The initial public offer (IPO) of branded footwear retailer Metro Brands was subscribed 3.6 times. The institutional investor portion was subscribed 8.5 times, the wealthy investor portion by 3.02 times, and retail investors by 1.13 times. The company plans to utilise the funds raised through the fresh issue for opening new stores under its Metro, Mochi, Walkway and Crocs brands.
Metro Brands is one of the largest Indian footwear speciality retailers. It has evolved in a one-stop shop for all footwear needs by retailing wide range of branded products for the entire family and for every occasion including casual and formal events.
The company retails footwear under its own brands Metro, Mochi, Walkway, Da Vinchi and J. Fontini, and certain third-party brands such as Crocs, Skechers, Clarks, Florsheim, and Fitflop. The company also offers accessories such as belts, bags, socks, masks, and wallets. And has retail foot care and shoe-care products at its stores through a joint venture, MV Shoe Care.
As of September 30, 2021, the company operated 598 stores across 136 cities, spread across 30 states and union territories in India. The company targets the economy, mid and premium segments in the footwear market.
Metro Brands recorded the highest Realization per Unit compared to the two leading players in India from Fiscal 2019 to Fiscal 2021 and in Fiscal 2020 it recorded the highest operating margins among the key players in India. Additionally, in Fiscal 2021, Metro Brands recorded the highest net profit margin of 8.1 per cent among footwear players having majorly retail business model for reaching customers.
The cumulative cost of the total number of stores opened by Metro Brands across regions may not be indicative of the market capitalization of the Company after the Offer as the basis are independent of each other.
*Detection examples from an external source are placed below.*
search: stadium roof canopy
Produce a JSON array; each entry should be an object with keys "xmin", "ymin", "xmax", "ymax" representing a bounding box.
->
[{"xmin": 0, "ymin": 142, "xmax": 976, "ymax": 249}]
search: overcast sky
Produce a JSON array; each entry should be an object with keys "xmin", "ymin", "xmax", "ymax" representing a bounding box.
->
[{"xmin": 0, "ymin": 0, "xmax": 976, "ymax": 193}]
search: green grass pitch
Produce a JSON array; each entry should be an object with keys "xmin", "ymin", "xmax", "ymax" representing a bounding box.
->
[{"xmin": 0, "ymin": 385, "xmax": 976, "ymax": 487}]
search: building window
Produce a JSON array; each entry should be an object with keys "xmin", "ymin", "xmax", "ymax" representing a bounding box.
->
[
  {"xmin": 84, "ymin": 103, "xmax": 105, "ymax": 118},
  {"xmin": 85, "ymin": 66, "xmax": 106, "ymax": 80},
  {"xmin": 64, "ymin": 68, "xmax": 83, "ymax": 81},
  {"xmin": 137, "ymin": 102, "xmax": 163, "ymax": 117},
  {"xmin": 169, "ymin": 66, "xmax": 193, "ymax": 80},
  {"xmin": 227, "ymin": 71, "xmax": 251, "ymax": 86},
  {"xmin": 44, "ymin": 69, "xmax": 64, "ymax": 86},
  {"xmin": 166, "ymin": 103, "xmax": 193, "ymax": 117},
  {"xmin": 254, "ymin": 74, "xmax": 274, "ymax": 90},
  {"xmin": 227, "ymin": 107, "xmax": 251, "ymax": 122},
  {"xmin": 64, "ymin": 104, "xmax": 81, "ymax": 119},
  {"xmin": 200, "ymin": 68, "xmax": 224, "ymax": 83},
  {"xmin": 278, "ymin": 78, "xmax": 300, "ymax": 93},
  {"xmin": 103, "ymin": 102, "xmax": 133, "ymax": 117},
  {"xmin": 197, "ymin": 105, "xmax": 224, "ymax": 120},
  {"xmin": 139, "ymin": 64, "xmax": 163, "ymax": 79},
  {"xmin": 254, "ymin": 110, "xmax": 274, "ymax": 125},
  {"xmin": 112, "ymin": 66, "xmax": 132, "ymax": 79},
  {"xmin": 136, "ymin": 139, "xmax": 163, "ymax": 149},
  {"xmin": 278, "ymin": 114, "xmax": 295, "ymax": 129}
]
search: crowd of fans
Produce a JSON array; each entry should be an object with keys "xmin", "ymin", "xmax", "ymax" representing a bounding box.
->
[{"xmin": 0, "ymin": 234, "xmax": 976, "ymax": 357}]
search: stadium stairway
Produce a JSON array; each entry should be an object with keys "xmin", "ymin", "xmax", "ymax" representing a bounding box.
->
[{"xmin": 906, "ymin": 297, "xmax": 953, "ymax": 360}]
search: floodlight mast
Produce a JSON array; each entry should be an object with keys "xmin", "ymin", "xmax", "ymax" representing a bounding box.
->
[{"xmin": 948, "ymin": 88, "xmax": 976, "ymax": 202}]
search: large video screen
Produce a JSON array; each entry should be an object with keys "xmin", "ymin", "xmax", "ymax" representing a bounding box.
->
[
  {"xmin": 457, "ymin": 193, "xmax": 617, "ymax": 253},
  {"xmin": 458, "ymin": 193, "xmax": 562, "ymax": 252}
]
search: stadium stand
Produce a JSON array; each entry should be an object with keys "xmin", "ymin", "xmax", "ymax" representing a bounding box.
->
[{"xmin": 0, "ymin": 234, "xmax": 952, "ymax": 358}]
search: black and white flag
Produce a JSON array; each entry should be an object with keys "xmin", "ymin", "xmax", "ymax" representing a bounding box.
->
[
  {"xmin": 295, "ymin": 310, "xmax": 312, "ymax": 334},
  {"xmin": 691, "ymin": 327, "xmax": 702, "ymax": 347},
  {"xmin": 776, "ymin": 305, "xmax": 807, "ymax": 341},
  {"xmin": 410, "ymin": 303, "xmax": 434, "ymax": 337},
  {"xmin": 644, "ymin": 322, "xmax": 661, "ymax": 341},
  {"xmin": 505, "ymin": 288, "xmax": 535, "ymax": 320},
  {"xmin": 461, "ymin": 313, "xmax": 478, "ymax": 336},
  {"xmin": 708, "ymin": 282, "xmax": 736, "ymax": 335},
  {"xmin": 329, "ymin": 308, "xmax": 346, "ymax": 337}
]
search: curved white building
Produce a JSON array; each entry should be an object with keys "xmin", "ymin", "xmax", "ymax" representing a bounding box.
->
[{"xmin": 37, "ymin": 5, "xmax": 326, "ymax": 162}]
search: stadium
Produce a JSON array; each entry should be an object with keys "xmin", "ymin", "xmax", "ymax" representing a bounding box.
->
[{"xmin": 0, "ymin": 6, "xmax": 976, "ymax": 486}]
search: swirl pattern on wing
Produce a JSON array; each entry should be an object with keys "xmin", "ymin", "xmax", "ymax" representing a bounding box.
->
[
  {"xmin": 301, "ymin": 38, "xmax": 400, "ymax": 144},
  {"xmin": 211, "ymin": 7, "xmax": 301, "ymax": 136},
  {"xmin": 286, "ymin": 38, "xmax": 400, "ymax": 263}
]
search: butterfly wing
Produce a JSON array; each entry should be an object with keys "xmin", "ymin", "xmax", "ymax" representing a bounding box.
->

The current and continuing impact of the ongoing COVID-19 pandemic on the business and operations has been significant. The impact of the pandemic on MBL’s operations in the future, including its effect on the ability or desire of customers to visit its stores, is uncertain and may be significant and continue to have an adverse effect on its business prospects, strategies, business, operations, its future financial performance, and the price of the equity shares are key risks, HDFC Securities had said in IPO note.
Metro Brands has shown growth, profitability, and financial discipline in the past, but the sector is widely underrated. The company has an asset-light business model and derives most of its revenues from third parties. “We are seeing a change in IPO sentiment amid a slight decline in the market, and the last two debutants witnessed profit bookings post-listing, as well we are seeing a decline in the grey market price (GMP) for upcoming IPOs,” said Aayush Agrawal, Senior Analyst, Swastika Investmart ahead of Metro Brands IPO listing.